Plastique de l’acier

J’avais, de temps à autre, puis plus régulièrement, une fois par semaine, deux fois par semaine, mais jamais beaucoup plus, j’avais, dis-je, attaqué le monceau par les flancs.

Je m’étais, rejetant toute armure, jeté, mains nues et écumant de mousse, dans la bataille, jeté sur le tas dégoulinant, l’amoncellement à l’assiette précaire, à l’équilibre instable.

À la manière des cascadeurs de « Fear Factor »1, je devais être prêt aux pires avanies. Je devais mettre ma vie en péril, évoluer sur un bidon lancé à vive allure, sautant de droite et de gauche pour éviter que l’un ou l’autre ne tombât. Toucher ou barboter dans des substances oiseuses. Dominer les haut-le-cœur. Surmonter la fatigue.

Nul n’était besoin de carottes pour étudier les strates.

Chaque libation avait laissé son écot à la sédimentation.

Chaque ordinaire avait marqué son cycle.

La bataille de l’Atlantique, la bataille d’Angleterre, Mers-el-Kebir, Barbarossa, Pearl Harbor, Tobrouk, rien n’aurait pu préparer une génération tout entière à la bataille à venir!

Deux bacs pour deux fois plus d’ampleur.

Un fini miroir, au temps de sa splendeur.

Un évier en acier d’une plastique irréprochable

Prédestiné, à jamais, à la salissure coupable.

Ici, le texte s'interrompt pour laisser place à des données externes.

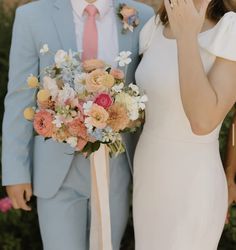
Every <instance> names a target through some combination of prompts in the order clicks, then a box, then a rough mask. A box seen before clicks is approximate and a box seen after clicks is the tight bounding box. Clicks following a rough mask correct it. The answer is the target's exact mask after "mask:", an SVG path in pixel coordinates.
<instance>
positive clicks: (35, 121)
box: [34, 110, 54, 137]
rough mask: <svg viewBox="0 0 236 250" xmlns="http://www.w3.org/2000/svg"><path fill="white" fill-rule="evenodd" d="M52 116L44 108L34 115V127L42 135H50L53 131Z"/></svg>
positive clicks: (47, 135)
mask: <svg viewBox="0 0 236 250" xmlns="http://www.w3.org/2000/svg"><path fill="white" fill-rule="evenodd" d="M52 121H53V117H52V114H50V113H49V112H48V111H46V110H41V111H39V112H38V113H36V114H35V116H34V129H35V131H36V132H37V133H38V134H39V135H42V136H43V137H51V136H52V133H53V127H54V126H53V123H52Z"/></svg>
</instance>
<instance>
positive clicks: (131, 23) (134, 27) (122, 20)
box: [118, 4, 140, 34]
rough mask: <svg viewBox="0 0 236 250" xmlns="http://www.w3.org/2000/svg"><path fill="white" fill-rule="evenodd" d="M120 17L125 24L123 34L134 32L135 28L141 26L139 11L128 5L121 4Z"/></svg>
mask: <svg viewBox="0 0 236 250" xmlns="http://www.w3.org/2000/svg"><path fill="white" fill-rule="evenodd" d="M118 16H119V18H120V19H121V21H122V23H123V29H122V33H123V34H125V33H127V32H129V31H131V32H133V31H134V28H136V27H137V26H138V25H139V22H140V21H139V15H138V11H137V10H136V9H135V8H133V7H130V6H128V5H126V4H120V6H119V8H118Z"/></svg>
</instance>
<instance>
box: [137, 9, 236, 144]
mask: <svg viewBox="0 0 236 250" xmlns="http://www.w3.org/2000/svg"><path fill="white" fill-rule="evenodd" d="M163 30H164V25H162V23H161V22H160V20H159V19H158V17H153V18H152V19H150V20H149V22H148V23H147V24H146V26H145V27H144V28H143V30H142V32H141V35H140V54H143V58H142V61H141V63H140V65H139V67H138V69H137V71H136V82H137V84H138V85H139V86H140V87H141V88H143V89H144V90H145V92H146V94H147V96H148V103H147V108H146V122H145V126H144V130H148V131H149V135H150V136H160V137H164V138H171V139H172V140H175V139H176V140H181V141H192V142H200V143H208V142H212V141H215V140H217V139H218V136H219V130H220V127H221V124H222V123H221V124H219V125H218V126H217V128H215V130H214V131H212V132H211V133H209V134H208V135H204V136H198V135H195V134H194V133H193V132H192V130H191V126H190V123H189V120H188V118H187V116H186V114H185V112H184V109H183V105H182V101H181V96H180V84H179V72H178V58H177V46H176V40H175V39H168V38H166V37H165V36H164V34H163ZM198 40H199V49H200V55H201V58H202V62H203V65H204V68H205V71H206V73H208V72H209V70H210V69H211V67H212V66H213V64H214V62H215V59H216V57H217V56H219V57H223V58H226V59H229V60H236V13H234V12H228V13H227V14H225V15H224V17H222V19H221V20H220V21H219V22H218V23H217V24H216V25H215V26H214V27H213V28H212V29H210V30H208V31H205V32H202V33H200V34H199V37H198ZM189 63H191V58H189Z"/></svg>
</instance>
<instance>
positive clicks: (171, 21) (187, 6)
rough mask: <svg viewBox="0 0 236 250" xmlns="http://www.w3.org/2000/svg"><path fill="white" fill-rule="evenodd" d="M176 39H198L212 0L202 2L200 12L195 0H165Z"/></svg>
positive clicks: (166, 10) (204, 0)
mask: <svg viewBox="0 0 236 250" xmlns="http://www.w3.org/2000/svg"><path fill="white" fill-rule="evenodd" d="M164 1H165V7H166V11H167V14H168V19H169V23H170V26H171V30H172V32H173V35H174V36H175V38H176V39H177V40H178V39H181V38H182V39H183V38H186V37H189V36H190V37H196V36H197V35H198V34H199V32H200V31H201V29H202V26H203V23H204V20H205V16H206V10H207V7H208V5H209V2H210V0H202V4H201V7H200V9H199V10H197V9H196V7H195V5H194V2H193V0H164Z"/></svg>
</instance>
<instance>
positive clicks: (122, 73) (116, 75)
mask: <svg viewBox="0 0 236 250" xmlns="http://www.w3.org/2000/svg"><path fill="white" fill-rule="evenodd" d="M110 74H111V75H112V76H113V77H114V78H115V79H117V80H123V79H124V77H125V74H124V72H123V71H122V70H120V69H112V70H111V72H110Z"/></svg>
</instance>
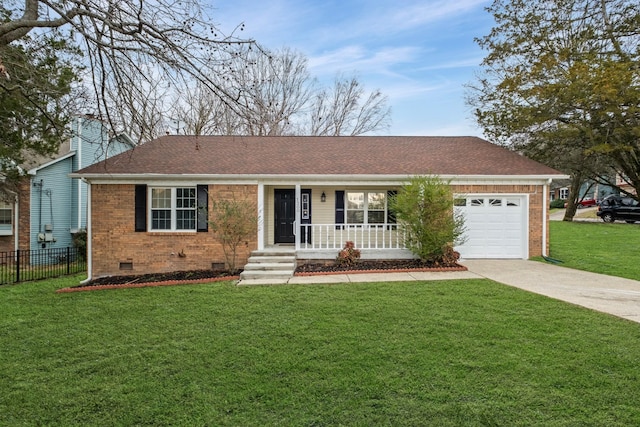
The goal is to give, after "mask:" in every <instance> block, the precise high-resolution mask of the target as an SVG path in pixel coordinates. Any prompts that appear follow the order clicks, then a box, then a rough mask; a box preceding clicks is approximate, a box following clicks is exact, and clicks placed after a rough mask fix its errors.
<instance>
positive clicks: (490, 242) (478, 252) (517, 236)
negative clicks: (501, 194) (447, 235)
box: [456, 194, 527, 258]
mask: <svg viewBox="0 0 640 427" xmlns="http://www.w3.org/2000/svg"><path fill="white" fill-rule="evenodd" d="M465 198H466V205H465V206H457V207H456V210H457V211H458V212H460V213H462V214H463V215H464V217H465V229H466V231H465V237H466V242H465V243H463V244H462V245H459V246H458V247H456V250H458V251H459V252H460V254H461V256H462V258H524V257H525V256H526V249H525V245H526V243H527V233H526V226H527V225H526V224H527V220H526V215H527V203H526V196H512V195H510V196H503V195H473V194H472V195H468V196H467V197H465Z"/></svg>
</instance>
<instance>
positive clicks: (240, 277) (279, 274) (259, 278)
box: [240, 270, 293, 280]
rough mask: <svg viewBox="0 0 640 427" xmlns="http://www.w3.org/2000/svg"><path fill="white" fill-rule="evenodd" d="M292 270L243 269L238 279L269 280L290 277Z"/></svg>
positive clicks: (241, 279)
mask: <svg viewBox="0 0 640 427" xmlns="http://www.w3.org/2000/svg"><path fill="white" fill-rule="evenodd" d="M292 276H293V271H284V270H244V271H243V272H242V273H240V280H269V279H285V280H286V279H290V278H291V277H292Z"/></svg>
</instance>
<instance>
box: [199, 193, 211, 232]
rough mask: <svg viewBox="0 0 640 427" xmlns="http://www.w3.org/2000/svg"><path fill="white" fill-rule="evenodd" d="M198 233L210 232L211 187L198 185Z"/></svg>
mask: <svg viewBox="0 0 640 427" xmlns="http://www.w3.org/2000/svg"><path fill="white" fill-rule="evenodd" d="M197 188H198V211H197V212H196V215H197V217H198V232H200V231H208V230H209V221H208V220H209V186H207V185H198V186H197Z"/></svg>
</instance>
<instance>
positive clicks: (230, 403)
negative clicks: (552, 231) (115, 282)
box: [0, 277, 640, 426]
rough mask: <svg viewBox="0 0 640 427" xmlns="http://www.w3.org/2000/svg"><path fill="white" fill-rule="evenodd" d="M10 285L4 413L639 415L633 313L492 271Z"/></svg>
mask: <svg viewBox="0 0 640 427" xmlns="http://www.w3.org/2000/svg"><path fill="white" fill-rule="evenodd" d="M78 280H79V278H77V277H76V278H66V279H56V280H53V281H49V282H34V283H30V284H22V285H15V286H6V287H0V313H2V315H1V316H0V390H1V392H0V425H8V426H22V425H25V426H27V425H28V426H31V425H55V426H74V425H77V426H87V425H109V426H111V425H189V426H191V425H211V426H214V425H215V426H225V425H229V426H257V425H259V426H272V425H278V426H280V425H287V426H288V425H293V426H334V425H349V426H371V425H389V426H402V425H407V426H416V425H436V426H460V425H462V426H480V425H504V426H507V425H508V426H525V425H527V426H528V425H540V426H590V425H591V426H602V425H606V426H628V425H639V424H640V407H639V406H638V404H637V398H638V396H640V327H639V325H638V324H636V323H632V322H629V321H625V320H622V319H618V318H614V317H612V316H608V315H604V314H600V313H596V312H593V311H590V310H587V309H582V308H579V307H576V306H573V305H569V304H565V303H562V302H559V301H555V300H551V299H548V298H545V297H542V296H538V295H534V294H530V293H527V292H524V291H521V290H518V289H514V288H510V287H506V286H502V285H499V284H497V283H494V282H491V281H488V280H464V281H463V280H460V281H444V282H401V283H370V284H342V285H309V286H289V285H283V286H272V287H240V288H239V287H236V286H234V285H233V284H231V283H229V282H222V283H213V284H207V285H188V286H186V285H185V286H176V287H157V288H140V289H120V290H109V291H95V292H80V293H70V294H56V293H54V290H55V289H57V288H61V287H66V286H69V285H71V284H74V283H77V281H78Z"/></svg>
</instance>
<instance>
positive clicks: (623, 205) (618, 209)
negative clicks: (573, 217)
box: [596, 195, 640, 223]
mask: <svg viewBox="0 0 640 427" xmlns="http://www.w3.org/2000/svg"><path fill="white" fill-rule="evenodd" d="M596 214H597V215H598V216H599V217H600V218H602V220H603V221H604V222H614V221H615V220H617V219H619V220H622V221H627V222H630V223H632V222H636V221H640V203H639V202H638V201H637V200H635V199H633V198H631V197H622V196H615V195H613V196H607V197H605V198H604V199H602V201H601V202H600V205H599V206H598V212H597V213H596Z"/></svg>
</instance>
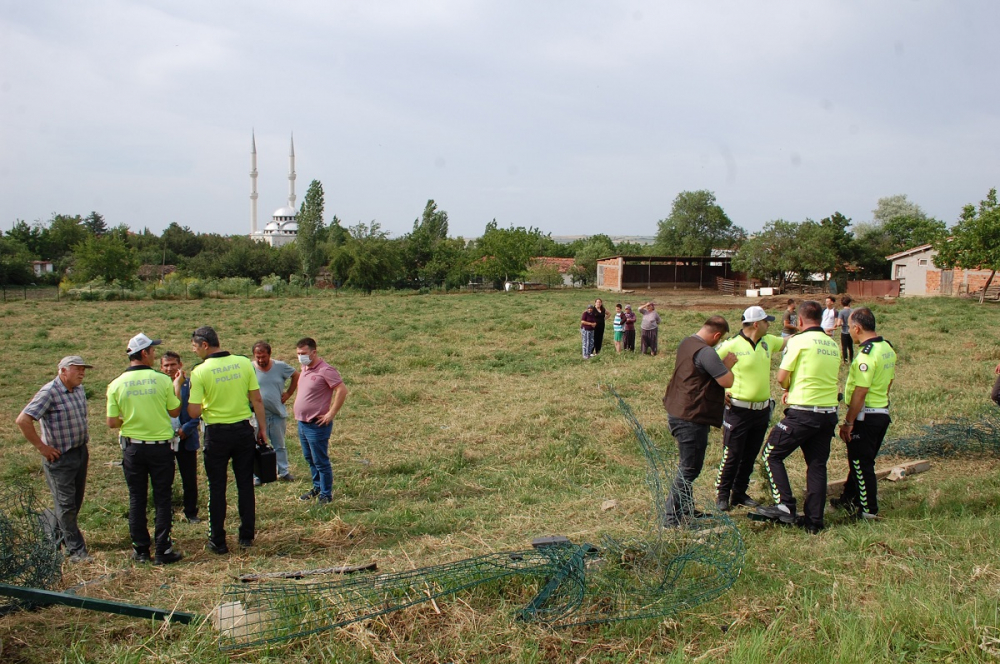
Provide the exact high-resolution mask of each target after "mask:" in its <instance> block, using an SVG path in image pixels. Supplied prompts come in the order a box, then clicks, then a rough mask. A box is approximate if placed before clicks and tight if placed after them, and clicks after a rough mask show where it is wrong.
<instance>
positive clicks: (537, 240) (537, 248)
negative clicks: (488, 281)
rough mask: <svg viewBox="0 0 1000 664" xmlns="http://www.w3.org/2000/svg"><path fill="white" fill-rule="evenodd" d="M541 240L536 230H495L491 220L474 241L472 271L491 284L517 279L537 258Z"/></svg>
mask: <svg viewBox="0 0 1000 664" xmlns="http://www.w3.org/2000/svg"><path fill="white" fill-rule="evenodd" d="M543 237H544V235H542V232H541V231H540V230H538V229H537V228H524V227H523V226H518V227H517V228H514V226H511V227H510V228H506V229H505V228H498V227H497V220H496V219H494V220H493V221H491V222H489V223H488V224H486V230H485V232H484V233H483V236H482V237H481V238H479V240H478V241H477V242H476V245H475V250H474V251H475V260H474V261H473V263H472V269H473V272H474V273H475V274H478V275H480V276H482V277H484V278H486V279H489V280H491V281H494V282H497V281H503V280H510V279H512V278H515V277H518V276H520V275H522V274H524V270H525V268H526V267H527V265H528V261H529V260H531V258H532V257H533V256H535V255H537V254H535V251H536V250H537V249H538V247H539V246H540V244H541V243H542V241H543V240H542V238H543Z"/></svg>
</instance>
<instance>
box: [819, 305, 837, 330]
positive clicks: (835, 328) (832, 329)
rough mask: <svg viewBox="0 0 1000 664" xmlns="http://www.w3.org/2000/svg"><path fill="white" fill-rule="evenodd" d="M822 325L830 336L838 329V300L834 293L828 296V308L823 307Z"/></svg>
mask: <svg viewBox="0 0 1000 664" xmlns="http://www.w3.org/2000/svg"><path fill="white" fill-rule="evenodd" d="M820 327H821V328H823V331H824V332H825V333H826V334H827V335H829V336H830V337H832V336H833V334H834V332H836V330H837V301H836V300H834V299H833V296H832V295H827V296H826V308H825V309H823V315H822V318H821V320H820Z"/></svg>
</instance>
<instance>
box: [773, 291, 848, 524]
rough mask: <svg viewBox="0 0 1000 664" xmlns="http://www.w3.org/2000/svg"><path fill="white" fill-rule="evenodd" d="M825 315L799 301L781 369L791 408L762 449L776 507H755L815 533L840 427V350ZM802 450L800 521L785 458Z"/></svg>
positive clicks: (813, 302)
mask: <svg viewBox="0 0 1000 664" xmlns="http://www.w3.org/2000/svg"><path fill="white" fill-rule="evenodd" d="M822 317H823V307H822V306H821V305H820V303H819V302H816V301H813V300H806V301H805V302H803V303H802V304H800V305H799V328H800V329H801V332H799V333H798V334H797V335H795V336H794V337H792V338H791V339H789V340H788V344H787V350H788V352H787V353H785V356H784V358H783V359H782V360H781V365H780V367H779V368H778V383H779V384H780V385H781V387H782V390H783V393H782V399H781V401H782V403H784V404H786V405H787V406H788V409H787V410H786V411H785V417H784V419H782V420H781V422H778V424H776V425H775V426H774V428H772V429H771V435H770V436H769V437H768V439H767V444H766V445H765V446H764V452H763V457H764V460H765V463H766V464H767V473H768V477H769V479H770V480H771V493H772V497H773V498H774V502H775V505H774V506H772V507H761V508H758V510H757V512H758V513H759V514H761V515H763V516H765V517H767V518H770V519H774V520H777V521H780V522H782V523H787V524H798V525H801V526H802V527H803V528H805V529H806V531H808V532H809V533H812V534H815V533H818V532H819V531H820V530H821V529H822V528H823V510H824V508H825V507H826V463H827V461H828V460H829V458H830V440H831V439H832V438H833V434H834V430H835V429H836V428H837V403H838V399H837V397H838V394H837V376H838V374H839V372H840V350H839V349H838V348H837V342H835V341H834V340H833V339H830V337H829V335H828V334H827V333H826V332H825V331H824V330H823V328H822V327H821V326H820V321H821V319H822ZM798 448H802V456H803V457H805V461H806V493H805V500H804V505H803V509H804V512H805V515H804V517H803V518H802V520H801V521H800V520H798V518H797V516H796V513H795V495H794V494H793V493H792V486H791V483H790V482H789V480H788V472H787V471H786V470H785V459H786V458H788V456H789V455H790V454H791V453H792V452H794V451H795V450H796V449H798Z"/></svg>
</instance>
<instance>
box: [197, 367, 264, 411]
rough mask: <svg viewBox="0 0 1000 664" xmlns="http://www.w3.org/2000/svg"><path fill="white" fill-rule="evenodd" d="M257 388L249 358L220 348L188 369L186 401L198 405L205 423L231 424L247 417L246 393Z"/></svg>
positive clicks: (253, 370) (257, 387)
mask: <svg viewBox="0 0 1000 664" xmlns="http://www.w3.org/2000/svg"><path fill="white" fill-rule="evenodd" d="M259 389H260V383H258V382H257V372H256V371H254V369H253V363H252V362H251V361H250V359H249V358H247V357H244V356H242V355H231V354H230V353H228V352H225V351H222V352H219V353H213V354H212V355H209V356H208V357H207V358H205V361H204V362H202V363H201V364H199V365H198V366H196V367H195V368H194V370H193V371H192V372H191V396H190V397H189V398H188V403H193V404H201V419H202V420H203V421H204V422H205V424H233V423H234V422H240V421H242V420H248V419H250V416H251V415H252V414H253V411H251V410H250V397H249V393H250V392H251V391H253V390H259Z"/></svg>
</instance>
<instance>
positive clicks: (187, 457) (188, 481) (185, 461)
mask: <svg viewBox="0 0 1000 664" xmlns="http://www.w3.org/2000/svg"><path fill="white" fill-rule="evenodd" d="M174 459H175V460H176V461H177V472H178V473H180V476H181V486H182V487H183V489H184V516H186V517H187V518H189V519H193V518H195V517H197V516H198V450H186V449H184V441H183V440H182V441H181V448H180V449H179V450H177V451H176V452H174Z"/></svg>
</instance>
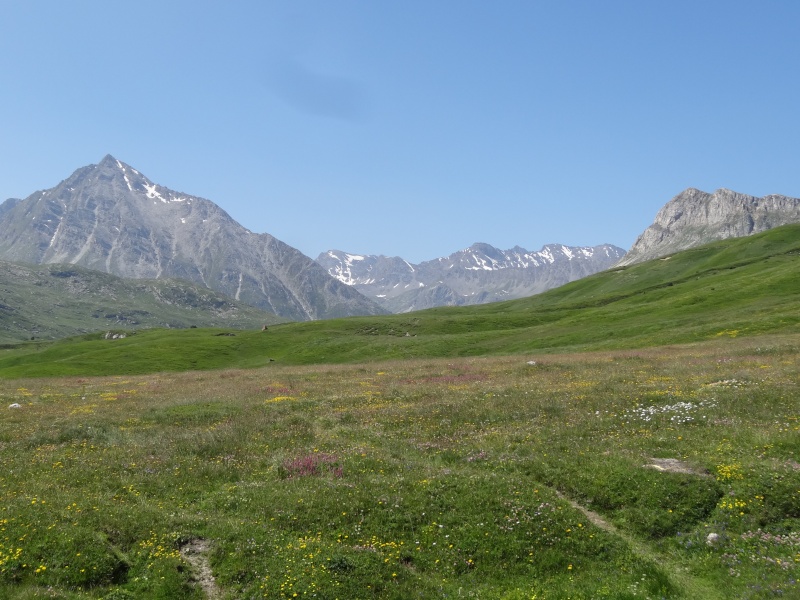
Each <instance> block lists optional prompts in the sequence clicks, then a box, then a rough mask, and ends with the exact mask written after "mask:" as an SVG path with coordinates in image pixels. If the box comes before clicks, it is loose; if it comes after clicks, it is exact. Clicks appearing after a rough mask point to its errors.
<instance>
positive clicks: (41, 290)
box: [0, 261, 284, 343]
mask: <svg viewBox="0 0 800 600" xmlns="http://www.w3.org/2000/svg"><path fill="white" fill-rule="evenodd" d="M281 321H284V319H279V318H278V317H276V316H275V315H273V314H272V313H268V312H264V311H261V310H259V309H257V308H255V307H252V306H249V305H247V304H244V303H242V302H236V301H235V300H231V299H230V298H228V297H226V296H223V295H222V294H219V293H218V292H214V291H213V290H210V289H208V288H205V287H202V286H198V285H194V284H191V283H189V282H186V281H179V280H174V279H158V280H144V279H142V280H131V279H122V278H120V277H117V276H115V275H110V274H108V273H101V272H99V271H92V270H89V269H84V268H82V267H77V266H75V265H65V264H55V265H22V264H15V263H8V262H3V261H0V343H10V342H18V341H21V340H27V339H30V338H36V339H42V338H44V339H53V338H62V337H66V336H72V335H78V334H80V333H86V332H92V331H107V330H109V329H114V330H117V329H124V330H131V329H142V328H149V327H168V328H173V327H176V328H184V327H191V326H197V327H233V328H237V329H239V328H249V329H260V328H261V327H262V326H263V325H271V324H275V323H278V322H281Z"/></svg>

Tel est le champ de cet ultime combat.

La séparation théâtrale du lieu ne permettant l’eau chaude sur les légumes du côté jardin, pour la réserver au côté cour et sa métallique cohorte, on finissait toujours par trouver force casseroles emplies d’eau glacée du mauvais côté.

Mon pire ennemi en ses lieux : le couteau de tartinade! La grande ayant décrété que de lécher un couteau était dangereux, puis la petite ayant décidé que le Nutella était trop parfaitement accordé à l’instrument, ni l’une ni l’autre ne prenaient le soin de limiter les pertes chocolatesques.

Et donc, avant d’entamer les grandes conquêtes, il fallait commencer par réparer des ans l’irréparable outrage, nettoyer la cour, à court d’instruments, préparer le jardin pour accueillir la verdure nouvelle.

Mais le facteur Effroi (« Fear Factor ») est terminé, remplacé par le Facteur Cheval, chaque petit galet a maintenant sa place. Ce sont les nouvelles aventures de Monsieur Propre qui ont remplacé la série « trash » et, mieux encore, aujourd’hui même, de nouveaux amis de l’armoire magique ont fait leur apparition pour égailler de leur couleur printanière les réjouissances à venir.

Ceci est une fiction, toute ressemblance avec des faits ou des personnes existantes ou ayant existé serait tout à fait fortuite et hors de notre contrôle.

Pendant cet intermède, les légumes farcis ont cuit et il est temps de passer…

À table!

1) « Fear Factor » est une émission américaine de télévision où des cascadeurs amateurs se mesurent à des épreuves aussi stupides que dangereuses : effectivement, courir sur des camions en marche et manger des denrées périmées ou des insectes vivants.